Pero mientras que lleguemos a la morada del Cielo, aquí en la tierra, la Iglesia es ya imagen de ese Templo celestial. De modo que en la Iglesia hemos de hacer realidad cuanto Jesús nos enseña hoy en el Evangelio: dejar atrás las apariencias, la honra y los aplausos, para darnos del todo a Dios como hicieron las dos viudas que la Escritura nos presenta hoy (1 Re 17,10-16; Mc 12,38-44). Enlazando el Evangelio con las dos lecturas previas en la Misa de hoy, queda claro que el que se ofrece a sí mismo, como Cristo, no puede ofrecerse más que una sola vez, pues lo da todo de una vez por todas. En cambio, el que ofrece «sangre ajena» —lo que le sobra, lo que no es suyo, lo que no le cuesta— no acaba nunca de hacer sacrificios. Por otra parte, el que ofrece «sangre ajena» no compromete su persona en el sacrificio y puede caer con facilidad en un ritualismo vacío. Este fue el caso del sacerdote del Antiguo Testamento, que ofrecía algo externo sin ofrecerse también él. Cristo se ofrece a sí mismo, una sola vez y de verdad.

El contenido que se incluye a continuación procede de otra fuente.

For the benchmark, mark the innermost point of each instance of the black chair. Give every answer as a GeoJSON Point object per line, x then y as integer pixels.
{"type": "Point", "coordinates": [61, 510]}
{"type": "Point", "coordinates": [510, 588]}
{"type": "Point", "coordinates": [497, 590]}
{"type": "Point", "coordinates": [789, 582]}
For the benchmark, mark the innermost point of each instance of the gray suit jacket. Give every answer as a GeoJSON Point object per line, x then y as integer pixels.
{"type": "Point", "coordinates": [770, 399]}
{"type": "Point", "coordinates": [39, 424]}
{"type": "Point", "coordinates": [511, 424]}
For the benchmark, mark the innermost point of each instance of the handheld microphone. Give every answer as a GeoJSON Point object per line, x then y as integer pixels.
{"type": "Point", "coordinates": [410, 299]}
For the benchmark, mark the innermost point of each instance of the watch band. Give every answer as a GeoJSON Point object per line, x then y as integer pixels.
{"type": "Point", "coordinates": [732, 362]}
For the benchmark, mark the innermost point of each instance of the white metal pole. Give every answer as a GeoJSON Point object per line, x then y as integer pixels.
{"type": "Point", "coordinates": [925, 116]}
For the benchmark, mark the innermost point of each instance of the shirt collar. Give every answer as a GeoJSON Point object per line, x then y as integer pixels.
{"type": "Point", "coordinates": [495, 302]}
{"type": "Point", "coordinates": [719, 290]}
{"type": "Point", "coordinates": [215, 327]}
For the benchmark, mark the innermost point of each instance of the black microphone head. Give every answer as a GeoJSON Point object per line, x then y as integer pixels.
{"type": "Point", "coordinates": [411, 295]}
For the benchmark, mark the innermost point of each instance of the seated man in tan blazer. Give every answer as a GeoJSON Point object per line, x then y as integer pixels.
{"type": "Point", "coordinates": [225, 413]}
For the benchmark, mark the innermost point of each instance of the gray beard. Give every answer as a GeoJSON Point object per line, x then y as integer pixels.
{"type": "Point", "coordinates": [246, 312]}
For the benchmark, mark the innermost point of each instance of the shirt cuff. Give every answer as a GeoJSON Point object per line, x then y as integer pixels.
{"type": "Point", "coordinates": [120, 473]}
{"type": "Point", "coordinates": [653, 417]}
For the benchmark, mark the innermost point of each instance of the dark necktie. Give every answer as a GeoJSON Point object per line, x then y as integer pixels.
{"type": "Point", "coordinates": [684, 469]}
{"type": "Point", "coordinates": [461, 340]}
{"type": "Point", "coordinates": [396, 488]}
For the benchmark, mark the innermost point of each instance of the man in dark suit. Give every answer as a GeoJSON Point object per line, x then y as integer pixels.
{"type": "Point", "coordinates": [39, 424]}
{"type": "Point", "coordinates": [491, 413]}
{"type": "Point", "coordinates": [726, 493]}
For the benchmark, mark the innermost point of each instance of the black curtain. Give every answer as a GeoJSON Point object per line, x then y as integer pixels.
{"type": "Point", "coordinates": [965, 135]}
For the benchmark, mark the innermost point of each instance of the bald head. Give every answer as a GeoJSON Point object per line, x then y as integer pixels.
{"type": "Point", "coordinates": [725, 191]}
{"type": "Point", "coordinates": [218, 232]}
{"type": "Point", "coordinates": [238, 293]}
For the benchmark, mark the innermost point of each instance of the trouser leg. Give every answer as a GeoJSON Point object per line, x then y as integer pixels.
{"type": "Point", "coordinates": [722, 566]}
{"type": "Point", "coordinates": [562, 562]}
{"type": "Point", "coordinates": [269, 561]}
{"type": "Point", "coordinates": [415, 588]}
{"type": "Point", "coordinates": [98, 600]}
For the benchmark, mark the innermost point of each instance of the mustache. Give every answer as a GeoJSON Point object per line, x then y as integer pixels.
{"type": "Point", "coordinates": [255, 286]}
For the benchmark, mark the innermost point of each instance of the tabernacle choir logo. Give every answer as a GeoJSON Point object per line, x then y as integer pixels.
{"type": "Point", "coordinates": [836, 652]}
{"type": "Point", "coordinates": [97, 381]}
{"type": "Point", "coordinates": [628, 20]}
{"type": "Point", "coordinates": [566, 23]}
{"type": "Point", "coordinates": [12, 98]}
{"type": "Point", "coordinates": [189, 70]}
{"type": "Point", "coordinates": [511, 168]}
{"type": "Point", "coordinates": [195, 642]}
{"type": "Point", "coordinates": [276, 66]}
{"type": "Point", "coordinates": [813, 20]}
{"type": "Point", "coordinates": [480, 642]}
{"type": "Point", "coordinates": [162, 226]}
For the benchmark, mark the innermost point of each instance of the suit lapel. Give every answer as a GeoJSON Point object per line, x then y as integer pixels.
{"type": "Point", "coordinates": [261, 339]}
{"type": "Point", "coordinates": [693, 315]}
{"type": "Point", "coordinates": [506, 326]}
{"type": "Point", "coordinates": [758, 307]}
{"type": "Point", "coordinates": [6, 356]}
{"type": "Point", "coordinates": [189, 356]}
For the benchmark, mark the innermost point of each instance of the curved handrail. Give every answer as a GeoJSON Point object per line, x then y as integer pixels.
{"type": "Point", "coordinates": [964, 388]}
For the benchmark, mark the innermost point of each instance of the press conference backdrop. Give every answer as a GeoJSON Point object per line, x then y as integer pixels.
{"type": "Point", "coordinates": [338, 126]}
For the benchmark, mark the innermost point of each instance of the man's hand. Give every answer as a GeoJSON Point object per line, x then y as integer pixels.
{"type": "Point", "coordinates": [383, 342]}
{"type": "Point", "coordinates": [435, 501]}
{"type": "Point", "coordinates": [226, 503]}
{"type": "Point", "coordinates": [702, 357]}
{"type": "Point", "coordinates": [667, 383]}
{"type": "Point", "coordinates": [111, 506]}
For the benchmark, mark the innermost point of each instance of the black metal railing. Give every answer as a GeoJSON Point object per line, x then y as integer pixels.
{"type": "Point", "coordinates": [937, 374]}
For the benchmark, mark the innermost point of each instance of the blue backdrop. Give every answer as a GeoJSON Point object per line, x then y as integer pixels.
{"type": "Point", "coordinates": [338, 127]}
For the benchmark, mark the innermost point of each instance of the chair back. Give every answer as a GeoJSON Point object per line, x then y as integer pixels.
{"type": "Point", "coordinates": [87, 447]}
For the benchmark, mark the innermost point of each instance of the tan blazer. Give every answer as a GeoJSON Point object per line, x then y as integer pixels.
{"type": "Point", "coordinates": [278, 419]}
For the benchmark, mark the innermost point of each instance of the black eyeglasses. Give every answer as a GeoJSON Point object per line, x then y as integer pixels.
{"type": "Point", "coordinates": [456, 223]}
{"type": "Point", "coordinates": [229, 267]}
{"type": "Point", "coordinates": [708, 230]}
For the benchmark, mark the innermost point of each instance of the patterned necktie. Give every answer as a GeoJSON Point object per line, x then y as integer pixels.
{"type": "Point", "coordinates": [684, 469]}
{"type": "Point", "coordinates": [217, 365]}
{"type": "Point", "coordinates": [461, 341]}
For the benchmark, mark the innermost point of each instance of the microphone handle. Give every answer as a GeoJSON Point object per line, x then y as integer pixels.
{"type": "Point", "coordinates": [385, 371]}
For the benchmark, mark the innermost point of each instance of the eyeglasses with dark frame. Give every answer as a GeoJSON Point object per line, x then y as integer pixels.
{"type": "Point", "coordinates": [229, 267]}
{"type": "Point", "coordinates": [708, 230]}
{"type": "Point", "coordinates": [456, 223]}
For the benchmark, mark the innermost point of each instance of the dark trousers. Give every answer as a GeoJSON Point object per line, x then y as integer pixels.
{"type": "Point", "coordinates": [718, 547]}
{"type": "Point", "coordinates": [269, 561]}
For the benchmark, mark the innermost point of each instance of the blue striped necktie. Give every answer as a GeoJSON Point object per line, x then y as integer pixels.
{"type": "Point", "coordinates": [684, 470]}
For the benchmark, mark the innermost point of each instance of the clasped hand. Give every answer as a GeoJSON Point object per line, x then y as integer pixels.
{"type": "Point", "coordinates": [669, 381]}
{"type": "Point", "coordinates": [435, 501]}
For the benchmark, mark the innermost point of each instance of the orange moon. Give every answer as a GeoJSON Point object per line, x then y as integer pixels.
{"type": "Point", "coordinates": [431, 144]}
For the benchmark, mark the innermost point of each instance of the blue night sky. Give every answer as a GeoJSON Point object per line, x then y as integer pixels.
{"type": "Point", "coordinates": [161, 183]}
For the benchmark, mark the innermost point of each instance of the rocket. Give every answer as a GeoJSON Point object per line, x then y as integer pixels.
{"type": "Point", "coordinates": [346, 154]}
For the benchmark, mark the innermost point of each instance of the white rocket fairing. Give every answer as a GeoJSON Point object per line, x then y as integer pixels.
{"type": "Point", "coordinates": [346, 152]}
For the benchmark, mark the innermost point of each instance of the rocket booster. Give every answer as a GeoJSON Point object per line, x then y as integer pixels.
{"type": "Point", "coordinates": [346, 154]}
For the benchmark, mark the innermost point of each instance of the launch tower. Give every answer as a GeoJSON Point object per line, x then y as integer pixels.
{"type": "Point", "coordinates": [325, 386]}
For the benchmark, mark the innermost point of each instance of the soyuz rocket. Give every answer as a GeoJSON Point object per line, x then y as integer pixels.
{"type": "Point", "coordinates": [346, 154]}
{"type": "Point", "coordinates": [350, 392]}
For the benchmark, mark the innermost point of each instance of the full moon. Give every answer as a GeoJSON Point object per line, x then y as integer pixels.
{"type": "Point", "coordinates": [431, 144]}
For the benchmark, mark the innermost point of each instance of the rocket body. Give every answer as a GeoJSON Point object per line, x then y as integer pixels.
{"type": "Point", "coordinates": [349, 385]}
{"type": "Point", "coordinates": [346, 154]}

Por eso el sacrificio de Cristo es más que suficiente para acabar con el pecado y constituye el momento culminante de toda la historia.
Dios ha establecido que el hombre muera una sola vez y que esté preparado para ello, como la viuda de Sarepta y su hijo, o como la viuda del Evangelio que desprendida de todo nada la ata a este mundo. Esto es algo que da seriedad a nuestras vidas y nos carga de responsabilidad. Esto hace que la vida y la historia sea irreversible y esté colmada de esperanza y de riesgo, pues no hay más que un juicio y una sentencia final definitiva. El que hace de su vida una entrega a Dios y a los hijos de Dios, un sacrificio, no puede dar más de sí, porque lo ha dado todo y no se le va a pedir más. Pero el que no entrega su vida la pierde sin que pueda recuperarla. También Cristo murió una sola vez, como todos los hombres. Pero Cristo cumplió de una vez por todas, haciendo de su vida un único sacrificio válido para siempre. Y así alcanzó el perdón para todos los hombres que creen en él. Creer en Jesucristo participando en la Eucaristía de cada domingo, es vivir y morir como Jesucristo esperando su venida. Es aceptar el perdón de Dios y perdonar a los hombres como nosotros hemos sido perdonados. Jesús no volverá para comenzar de nuevo, esto es, para volver a morir y alcanzar otra vez el perdón. Jesús volverá para salvar definitivamente a cuantos han creído en el perdón que ya nos ha sido concedido. Tenemos que ir haciendo presente en nuestra vida la Alianza eterna venciendo todo lo que haya de pecado y egoísmo en nuestro corazón y dejando que Jesús, el más fuerte, venza y ate a Satanás, el tentador (Mc 3, 22-30). Pidámosle a la Santísima Virgen María, Madre de este Cristo que se entrega y lo da todo por nosotros. Ella permanece a nuestro lado y nos acompaña en el diario «darlo todo» en este camino hacia la resurrección y la vida plena en el Templo de la Jerusalén celestial. ¡Bendecido domingo viviendo en plenitud la Santa Misa!
Padre Alfredo.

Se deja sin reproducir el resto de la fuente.